Federal prosecutors revealed the threat made by Landon Copeland during a bail hearing on Friday 10 September. They told U.S. District Judge Meriweather that Copeland had been on pretrial release for “all of two days” before making the threat, resulting in him being re-arrested. According to a motion from prosecutors seeking to keep him detained, Copeland told the probation officer,
“I will eat your flesh for nutrients. I don’t think you don’t know what I am”
Copeland later stated “I was well within my First Amendment rights in speaking to him the way I did.” At a Zoom hearing on May 6, Copeland had shouted at a judge and court officials. He then drove to probation services where he spoke to the officer through a glass partition. According to the detention memorandum (page 7), he was “ranting about government conspiracies” and claiming “the government was out to get him. At times, he banged his head against the glass and pressed his face against the glass.”

Copeland said he was furious because, during the May hearing, an attorney for another defendant said his client had become addicted to Fox News and suffered from “Foxitis.” Copeland said the attorney’s comment was “spitting in the face of the 258 million people that tune in to the Tucker Carlson show,” complaining that he was “allowed to lambast all of Fox News’ viewers without objection from the judge or any of the other attorneys present.”
Prosecutors also said during Friday’s hearing that if Copeland is released pending trial and placed on home confinement, multiple agents would be required to conduct check-ins because law enforcement “is not welcome” in Hildale, Utah, where he lives, according to a report from WUSA9’s Jordan Fischer. Hildale is home to the Fundamentalist Church of Jesus Christ of Latter-Day Saints, led by jailed president Warren Jeffs.
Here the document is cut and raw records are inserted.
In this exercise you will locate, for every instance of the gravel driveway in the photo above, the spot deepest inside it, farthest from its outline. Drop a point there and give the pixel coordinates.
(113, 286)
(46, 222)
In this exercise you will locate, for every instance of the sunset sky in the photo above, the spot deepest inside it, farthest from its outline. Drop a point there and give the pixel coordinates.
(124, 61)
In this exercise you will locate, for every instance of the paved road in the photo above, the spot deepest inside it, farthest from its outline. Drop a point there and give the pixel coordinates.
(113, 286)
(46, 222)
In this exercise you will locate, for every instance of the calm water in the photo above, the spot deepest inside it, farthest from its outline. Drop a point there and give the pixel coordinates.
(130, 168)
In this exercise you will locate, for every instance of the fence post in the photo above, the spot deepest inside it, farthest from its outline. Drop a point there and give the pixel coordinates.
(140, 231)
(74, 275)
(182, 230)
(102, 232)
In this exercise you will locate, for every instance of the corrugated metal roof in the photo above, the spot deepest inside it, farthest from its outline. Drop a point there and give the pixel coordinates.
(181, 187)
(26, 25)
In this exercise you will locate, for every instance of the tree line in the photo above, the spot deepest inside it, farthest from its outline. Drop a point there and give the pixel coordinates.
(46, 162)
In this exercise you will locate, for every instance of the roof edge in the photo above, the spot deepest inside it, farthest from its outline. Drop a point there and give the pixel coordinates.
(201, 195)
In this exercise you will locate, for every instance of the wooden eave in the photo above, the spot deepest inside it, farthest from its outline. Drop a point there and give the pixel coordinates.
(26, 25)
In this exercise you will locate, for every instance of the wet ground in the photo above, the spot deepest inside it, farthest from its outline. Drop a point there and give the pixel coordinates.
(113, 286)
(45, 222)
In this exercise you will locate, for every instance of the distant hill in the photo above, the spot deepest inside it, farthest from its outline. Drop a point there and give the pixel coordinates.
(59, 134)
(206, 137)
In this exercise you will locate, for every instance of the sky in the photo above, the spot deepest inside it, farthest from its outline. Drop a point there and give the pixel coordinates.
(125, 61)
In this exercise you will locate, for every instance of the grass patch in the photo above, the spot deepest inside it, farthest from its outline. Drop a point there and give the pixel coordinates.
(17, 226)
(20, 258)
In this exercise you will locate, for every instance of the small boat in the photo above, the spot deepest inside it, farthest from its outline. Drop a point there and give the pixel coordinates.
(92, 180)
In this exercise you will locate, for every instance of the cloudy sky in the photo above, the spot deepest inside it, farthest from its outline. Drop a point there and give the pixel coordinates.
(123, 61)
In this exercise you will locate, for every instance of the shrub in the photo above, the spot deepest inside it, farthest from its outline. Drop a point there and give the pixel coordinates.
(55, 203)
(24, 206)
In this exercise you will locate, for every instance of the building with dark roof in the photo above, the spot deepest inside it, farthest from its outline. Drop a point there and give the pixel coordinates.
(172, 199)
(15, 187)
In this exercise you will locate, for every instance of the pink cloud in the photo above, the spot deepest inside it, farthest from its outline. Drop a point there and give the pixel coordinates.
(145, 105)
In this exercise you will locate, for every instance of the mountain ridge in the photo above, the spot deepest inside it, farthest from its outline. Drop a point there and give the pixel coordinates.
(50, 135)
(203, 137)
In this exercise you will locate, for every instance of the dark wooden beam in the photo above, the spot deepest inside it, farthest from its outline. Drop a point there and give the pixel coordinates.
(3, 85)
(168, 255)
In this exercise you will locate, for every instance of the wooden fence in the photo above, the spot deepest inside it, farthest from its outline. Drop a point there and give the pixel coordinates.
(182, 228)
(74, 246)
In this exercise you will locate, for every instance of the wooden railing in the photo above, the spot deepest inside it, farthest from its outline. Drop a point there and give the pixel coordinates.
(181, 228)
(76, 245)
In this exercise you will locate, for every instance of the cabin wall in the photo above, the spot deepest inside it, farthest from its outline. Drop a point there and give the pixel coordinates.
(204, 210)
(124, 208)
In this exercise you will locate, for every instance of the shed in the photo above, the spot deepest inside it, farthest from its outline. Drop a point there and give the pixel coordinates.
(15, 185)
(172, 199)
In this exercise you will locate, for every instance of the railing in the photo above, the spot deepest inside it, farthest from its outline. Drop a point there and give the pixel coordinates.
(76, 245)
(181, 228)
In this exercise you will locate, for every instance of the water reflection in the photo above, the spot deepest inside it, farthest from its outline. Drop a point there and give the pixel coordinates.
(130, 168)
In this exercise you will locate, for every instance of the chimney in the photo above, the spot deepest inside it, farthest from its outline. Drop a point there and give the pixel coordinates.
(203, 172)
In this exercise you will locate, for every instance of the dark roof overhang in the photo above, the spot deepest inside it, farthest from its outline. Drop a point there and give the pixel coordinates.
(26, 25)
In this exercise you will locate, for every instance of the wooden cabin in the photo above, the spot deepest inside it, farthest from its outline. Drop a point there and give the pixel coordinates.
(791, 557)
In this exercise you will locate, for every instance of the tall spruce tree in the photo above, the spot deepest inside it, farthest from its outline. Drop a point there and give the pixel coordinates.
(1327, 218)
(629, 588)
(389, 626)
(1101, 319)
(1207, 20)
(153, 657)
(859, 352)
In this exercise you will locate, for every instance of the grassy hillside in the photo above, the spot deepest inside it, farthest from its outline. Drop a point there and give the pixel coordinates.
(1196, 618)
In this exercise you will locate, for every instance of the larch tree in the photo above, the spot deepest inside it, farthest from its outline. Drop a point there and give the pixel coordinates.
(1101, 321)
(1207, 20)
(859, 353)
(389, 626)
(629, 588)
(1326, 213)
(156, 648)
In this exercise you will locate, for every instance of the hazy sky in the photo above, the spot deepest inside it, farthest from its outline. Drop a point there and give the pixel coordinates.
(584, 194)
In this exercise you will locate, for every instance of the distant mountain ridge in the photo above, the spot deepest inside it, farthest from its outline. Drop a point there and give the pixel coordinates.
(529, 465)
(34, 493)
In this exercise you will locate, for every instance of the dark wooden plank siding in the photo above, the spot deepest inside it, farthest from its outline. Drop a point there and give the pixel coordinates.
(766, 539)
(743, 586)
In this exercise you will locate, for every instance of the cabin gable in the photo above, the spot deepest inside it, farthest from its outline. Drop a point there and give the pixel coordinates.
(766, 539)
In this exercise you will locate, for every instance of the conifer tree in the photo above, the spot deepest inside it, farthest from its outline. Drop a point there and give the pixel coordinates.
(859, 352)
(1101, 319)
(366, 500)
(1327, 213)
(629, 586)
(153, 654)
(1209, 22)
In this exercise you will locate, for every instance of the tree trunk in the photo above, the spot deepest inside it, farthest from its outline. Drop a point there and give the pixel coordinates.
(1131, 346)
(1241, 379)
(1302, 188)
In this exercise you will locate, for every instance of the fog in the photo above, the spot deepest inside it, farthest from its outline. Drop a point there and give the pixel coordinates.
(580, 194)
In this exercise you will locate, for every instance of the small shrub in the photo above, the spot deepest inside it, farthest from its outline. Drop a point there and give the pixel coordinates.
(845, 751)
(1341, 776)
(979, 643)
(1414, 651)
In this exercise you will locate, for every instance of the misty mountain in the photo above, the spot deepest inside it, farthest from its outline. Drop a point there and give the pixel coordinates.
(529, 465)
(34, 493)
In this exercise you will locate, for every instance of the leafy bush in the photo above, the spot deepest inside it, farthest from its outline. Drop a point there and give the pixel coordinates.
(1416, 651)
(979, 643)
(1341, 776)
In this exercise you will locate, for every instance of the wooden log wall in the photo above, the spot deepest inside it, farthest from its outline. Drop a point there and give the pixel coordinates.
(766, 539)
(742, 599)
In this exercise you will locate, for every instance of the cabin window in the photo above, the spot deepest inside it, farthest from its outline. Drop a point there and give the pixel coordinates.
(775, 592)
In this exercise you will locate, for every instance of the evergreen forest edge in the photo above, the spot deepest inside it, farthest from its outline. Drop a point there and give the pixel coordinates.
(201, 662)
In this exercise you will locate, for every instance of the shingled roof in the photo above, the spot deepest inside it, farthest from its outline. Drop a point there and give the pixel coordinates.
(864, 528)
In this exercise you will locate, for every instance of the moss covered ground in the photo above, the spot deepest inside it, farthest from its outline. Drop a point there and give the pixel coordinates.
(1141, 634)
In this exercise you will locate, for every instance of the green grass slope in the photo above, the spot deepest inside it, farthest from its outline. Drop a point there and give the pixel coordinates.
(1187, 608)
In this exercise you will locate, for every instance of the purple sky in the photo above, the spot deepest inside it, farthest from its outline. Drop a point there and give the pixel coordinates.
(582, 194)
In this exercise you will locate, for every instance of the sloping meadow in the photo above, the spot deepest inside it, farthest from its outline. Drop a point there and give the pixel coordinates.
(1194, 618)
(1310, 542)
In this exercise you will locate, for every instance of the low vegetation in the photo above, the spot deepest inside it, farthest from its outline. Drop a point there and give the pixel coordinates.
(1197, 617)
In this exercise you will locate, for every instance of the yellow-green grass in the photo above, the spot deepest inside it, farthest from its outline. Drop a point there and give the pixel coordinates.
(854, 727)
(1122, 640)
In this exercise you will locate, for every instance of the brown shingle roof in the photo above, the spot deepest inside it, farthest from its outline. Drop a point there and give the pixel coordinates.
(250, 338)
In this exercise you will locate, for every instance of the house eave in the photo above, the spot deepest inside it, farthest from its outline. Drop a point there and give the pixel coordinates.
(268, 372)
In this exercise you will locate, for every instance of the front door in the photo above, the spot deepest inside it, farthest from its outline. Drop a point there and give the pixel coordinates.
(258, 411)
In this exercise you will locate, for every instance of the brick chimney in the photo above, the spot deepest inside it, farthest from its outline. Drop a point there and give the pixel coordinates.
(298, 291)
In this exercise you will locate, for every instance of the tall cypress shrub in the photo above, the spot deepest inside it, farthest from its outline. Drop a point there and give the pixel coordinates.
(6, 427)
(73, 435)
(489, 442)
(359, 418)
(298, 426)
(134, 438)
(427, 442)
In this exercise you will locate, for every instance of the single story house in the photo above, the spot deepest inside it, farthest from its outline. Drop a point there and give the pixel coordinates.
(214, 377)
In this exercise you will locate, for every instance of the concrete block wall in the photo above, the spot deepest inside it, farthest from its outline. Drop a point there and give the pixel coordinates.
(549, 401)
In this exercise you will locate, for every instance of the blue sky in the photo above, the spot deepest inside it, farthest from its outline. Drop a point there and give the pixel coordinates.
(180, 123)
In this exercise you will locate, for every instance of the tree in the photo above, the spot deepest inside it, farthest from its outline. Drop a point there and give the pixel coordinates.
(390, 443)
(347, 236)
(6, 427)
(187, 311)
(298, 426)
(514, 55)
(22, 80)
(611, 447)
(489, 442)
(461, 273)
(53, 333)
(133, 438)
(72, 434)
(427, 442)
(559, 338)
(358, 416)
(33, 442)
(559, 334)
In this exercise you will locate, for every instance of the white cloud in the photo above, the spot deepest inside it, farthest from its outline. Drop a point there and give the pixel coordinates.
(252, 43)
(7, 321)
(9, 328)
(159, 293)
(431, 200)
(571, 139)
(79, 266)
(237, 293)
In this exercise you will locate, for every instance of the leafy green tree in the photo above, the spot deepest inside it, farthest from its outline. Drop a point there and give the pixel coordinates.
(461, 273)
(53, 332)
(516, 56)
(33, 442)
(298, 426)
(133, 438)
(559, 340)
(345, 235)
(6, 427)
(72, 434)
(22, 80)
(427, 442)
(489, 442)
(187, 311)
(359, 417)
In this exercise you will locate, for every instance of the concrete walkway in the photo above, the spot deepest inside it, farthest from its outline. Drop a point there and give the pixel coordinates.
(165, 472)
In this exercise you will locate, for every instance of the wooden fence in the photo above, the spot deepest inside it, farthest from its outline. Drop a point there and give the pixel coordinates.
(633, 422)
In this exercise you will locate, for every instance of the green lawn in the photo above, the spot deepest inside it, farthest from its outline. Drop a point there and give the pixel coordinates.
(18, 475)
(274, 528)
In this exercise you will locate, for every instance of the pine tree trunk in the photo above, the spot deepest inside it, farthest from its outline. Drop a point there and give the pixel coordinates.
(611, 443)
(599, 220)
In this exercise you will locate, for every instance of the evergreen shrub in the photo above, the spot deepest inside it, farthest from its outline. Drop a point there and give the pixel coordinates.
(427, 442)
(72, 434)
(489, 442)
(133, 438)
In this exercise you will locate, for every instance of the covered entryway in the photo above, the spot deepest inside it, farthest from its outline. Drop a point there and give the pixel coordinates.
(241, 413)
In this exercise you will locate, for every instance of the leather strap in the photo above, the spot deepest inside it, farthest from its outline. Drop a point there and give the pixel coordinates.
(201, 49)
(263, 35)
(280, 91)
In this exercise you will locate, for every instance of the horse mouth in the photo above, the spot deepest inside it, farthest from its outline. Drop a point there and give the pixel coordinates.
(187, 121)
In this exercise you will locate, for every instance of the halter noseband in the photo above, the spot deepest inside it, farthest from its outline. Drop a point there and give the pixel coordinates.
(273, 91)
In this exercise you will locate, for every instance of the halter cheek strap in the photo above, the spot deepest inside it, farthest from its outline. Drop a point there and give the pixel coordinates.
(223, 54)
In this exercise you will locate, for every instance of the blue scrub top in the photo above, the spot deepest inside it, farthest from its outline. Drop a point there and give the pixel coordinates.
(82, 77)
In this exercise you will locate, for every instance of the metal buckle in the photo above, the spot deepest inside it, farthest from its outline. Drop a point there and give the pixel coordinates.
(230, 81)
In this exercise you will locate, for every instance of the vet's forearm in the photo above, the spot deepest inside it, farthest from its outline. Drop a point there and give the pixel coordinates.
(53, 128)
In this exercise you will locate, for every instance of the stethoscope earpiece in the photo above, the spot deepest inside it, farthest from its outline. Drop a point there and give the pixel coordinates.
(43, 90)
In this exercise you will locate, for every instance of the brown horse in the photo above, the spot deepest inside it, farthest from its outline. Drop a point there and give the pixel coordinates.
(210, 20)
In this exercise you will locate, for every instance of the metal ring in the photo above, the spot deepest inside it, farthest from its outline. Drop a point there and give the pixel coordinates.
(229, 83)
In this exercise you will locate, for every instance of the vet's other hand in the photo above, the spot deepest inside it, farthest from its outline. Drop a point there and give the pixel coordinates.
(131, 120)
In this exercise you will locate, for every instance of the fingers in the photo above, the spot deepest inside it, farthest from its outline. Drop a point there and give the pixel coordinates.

Copeland’s Defense attorney told the judge Friday that Copeland would abide by release conditions as he had a child, and that he “does renounce what he said, with regards to anything that could be interpreted as threatening or wanting violence.” However, prosecutors countered that Copeland “renounced nothing” during two recent interviews with the media, but “he has a reason for saying something differently today.”
With regard to the insurrection, Copeland has said that former president Donald Trump “invited” him to be there — and that he would “willingly do it again.”

Judge Meriweather concluded Friday that if she only had the January 6 conduct to consider,
“I might not find the threat to be as substantial as I do. But Mr. Copeland’s conduct on the short time of his pretrial release speaks loudly. My concern is that it does appear mental health and substance use played a role in May 6… so I don’t believe that stringent release conditions in this case would adequately ensure the safety of the community.”
Enquiries have not established what or whom Mr Copeland is eating in jail.